視点がコロコロして済まなんだ。
「はっ!?」
気がつくと、私は保健室のベッドで泳いでいた。どうなったの、あれ。え?? 一本角の化け物は!? みんなは!?
窓の外は真っ暗で何も見えなかった。窓も開けられない。痛いほどの静寂が辺りを包んでいた。
私は何かに突き動かされるように、再び保健室を飛び出した。
するとそこは、学校ではなく炎に巻かれた村だった。
振り返っても、保健室の扉はなかった。
「一体何が……! ここは……?」
燃え盛る村の畦道。
何となく見覚えのある景色だった。
何かに導かれるように、私は焼けた地面を歩き始めた。
向かうのは、この村で唯一燃え残っている納屋だ。
背中に走る忌避感とは裏腹に、自然と足が向かった。
ここには確か……。
ぎぃ……と、不気味な音を立てて納屋の扉が開いた。
建屋の中には、作業台が置かれていて、その上に一つだけ光る手鏡があるのが見えた。
私はそれを手に取った。心臓が砕け散りそうなほど鳴っている。
映っているのは――。
「思い出した?」
少女の声が聞こえた。
――ノイズ。
思い出した……。
私は、気が付くと、オリヴィアという女の子に憑依していたんだ。
閑散とした村で、唐突にオリヴィアという女の子の中にいる自分を自覚したのだった。それまで自分が何であったかも、朧気にしか覚えていなかった。
オリヴィアとの仲は良好だったと思う。
彼女が困ったときには、よく知恵を貸してあげていた。
オリヴィアの体を間借りしていると認識していたため、積極的に自分から動こうなどと思えず、彼女の人生を見守るつもりであった。

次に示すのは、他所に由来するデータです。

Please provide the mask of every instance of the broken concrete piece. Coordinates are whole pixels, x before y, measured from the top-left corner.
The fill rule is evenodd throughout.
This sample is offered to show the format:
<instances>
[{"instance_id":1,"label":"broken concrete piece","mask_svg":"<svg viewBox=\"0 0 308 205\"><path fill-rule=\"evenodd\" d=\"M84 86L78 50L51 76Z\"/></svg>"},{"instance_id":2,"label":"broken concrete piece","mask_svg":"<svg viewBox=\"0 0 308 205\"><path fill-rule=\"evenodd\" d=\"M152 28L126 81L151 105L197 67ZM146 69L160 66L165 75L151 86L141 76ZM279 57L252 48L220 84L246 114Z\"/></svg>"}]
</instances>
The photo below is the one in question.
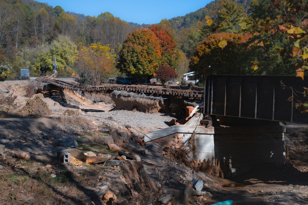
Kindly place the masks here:
<instances>
[{"instance_id":1,"label":"broken concrete piece","mask_svg":"<svg viewBox=\"0 0 308 205\"><path fill-rule=\"evenodd\" d=\"M121 151L121 148L114 144L110 144L108 145L108 148L112 151L117 151L119 152Z\"/></svg>"},{"instance_id":2,"label":"broken concrete piece","mask_svg":"<svg viewBox=\"0 0 308 205\"><path fill-rule=\"evenodd\" d=\"M201 191L203 188L203 181L199 179L193 183L192 187L196 190Z\"/></svg>"},{"instance_id":3,"label":"broken concrete piece","mask_svg":"<svg viewBox=\"0 0 308 205\"><path fill-rule=\"evenodd\" d=\"M123 163L123 161L121 160L109 160L106 162L105 165L106 166L118 166Z\"/></svg>"},{"instance_id":4,"label":"broken concrete piece","mask_svg":"<svg viewBox=\"0 0 308 205\"><path fill-rule=\"evenodd\" d=\"M68 152L71 155L76 159L81 161L83 161L85 156L82 151L76 149L64 149L60 150L57 152L57 156L60 161L63 162L63 156L65 152ZM62 159L61 159L62 158Z\"/></svg>"},{"instance_id":5,"label":"broken concrete piece","mask_svg":"<svg viewBox=\"0 0 308 205\"><path fill-rule=\"evenodd\" d=\"M2 155L4 151L4 148L5 146L3 144L0 144L0 155Z\"/></svg>"},{"instance_id":6,"label":"broken concrete piece","mask_svg":"<svg viewBox=\"0 0 308 205\"><path fill-rule=\"evenodd\" d=\"M191 195L193 196L202 196L205 193L204 191L202 191L198 190L193 190L191 191Z\"/></svg>"},{"instance_id":7,"label":"broken concrete piece","mask_svg":"<svg viewBox=\"0 0 308 205\"><path fill-rule=\"evenodd\" d=\"M111 199L112 201L116 201L117 199L117 196L113 192L111 191L108 191L104 195L103 201L105 203L107 203L109 201L110 198L112 199Z\"/></svg>"},{"instance_id":8,"label":"broken concrete piece","mask_svg":"<svg viewBox=\"0 0 308 205\"><path fill-rule=\"evenodd\" d=\"M116 157L114 158L114 159L116 160L121 160L121 161L123 162L125 162L126 161L125 159L122 157L120 157L119 156Z\"/></svg>"},{"instance_id":9,"label":"broken concrete piece","mask_svg":"<svg viewBox=\"0 0 308 205\"><path fill-rule=\"evenodd\" d=\"M15 152L14 154L15 157L18 159L22 159L25 160L29 160L31 157L30 153L28 152L23 151L17 151Z\"/></svg>"},{"instance_id":10,"label":"broken concrete piece","mask_svg":"<svg viewBox=\"0 0 308 205\"><path fill-rule=\"evenodd\" d=\"M79 147L78 143L76 140L69 137L64 137L62 139L62 142L64 147L72 148L77 147Z\"/></svg>"},{"instance_id":11,"label":"broken concrete piece","mask_svg":"<svg viewBox=\"0 0 308 205\"><path fill-rule=\"evenodd\" d=\"M172 195L171 194L167 194L165 196L159 199L158 201L162 203L166 203L170 201L171 197L172 197Z\"/></svg>"},{"instance_id":12,"label":"broken concrete piece","mask_svg":"<svg viewBox=\"0 0 308 205\"><path fill-rule=\"evenodd\" d=\"M95 156L86 157L84 160L84 163L86 164L91 164L96 162L101 161L99 157Z\"/></svg>"}]
</instances>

日々の水面や鏡を通したオリヴィアとの語らいで、「世の中には妖魔という人間の捕食者がいる」と、そんなことを聞いていたが、子供の親が幼子を危険から遠ざけるためのよくある脅し話としてしか認識していなかった。
ところがある日、村が妖魔の群れに襲われた時になって、ようやく本当の話だったということがわかった。
当時、妖魔に襲われそうになっていたオリヴィアの姉を、オリヴィアに代わり、知恵の限りを尽くして助けた。しかしその時に、私は力を使い果たして昏倒してしまったんだ。
そうして、せっかく助けたオリヴィアの姉は、自分が眠っている間に、半人半妖の身体を得てどこかに行ってしまった。
いつしか、オリヴィアだけになって……。そのオリヴィアもいつの間にか居なくなって――。
私は
「そこでようやく、この世界がクレイモアの世界だって気づくんだもんな」
とんだ間抜けである。
そんな話があるはずがないと、憑依なんてしているにもかかわらずに最初から切って捨てていたのだから。
「ごめん……」
自然に漏れ出た言葉で、私は茶髪の小さな娘に謝った。
許されるなんて思ってない。
これはエゴだ。
「どうして謝るの?」
鏡の中で、茶髪の少女が不思議そうに小首を傾げた。
「……守れなくて、ごめん」
形容しがたい想いを、私は無理やり言葉に変えた。
守れなかった。
私は申し訳なくて、ひたすら謝った。身体だって、いつの間にか受け継いでしまった。
私は守れなかったことを許せなくて。身体を奪ってしまったことが悲しくて。ずっと思い出さないようにしていたのかもしれない。言葉だってそうだ。
「そう……」
「……」
オリヴィアは、私の稚拙な謝罪を汲んでくれたように見えた。
しかし、条件付きで。
「ねぇ、それなら。そう思うなら。おねぇちゃんを……また助けてあげて」
「えっ?」
オリヴィアはこちらを伺うように言った。オリヴィアの姉のサルビア。でも、サルビアはもう……。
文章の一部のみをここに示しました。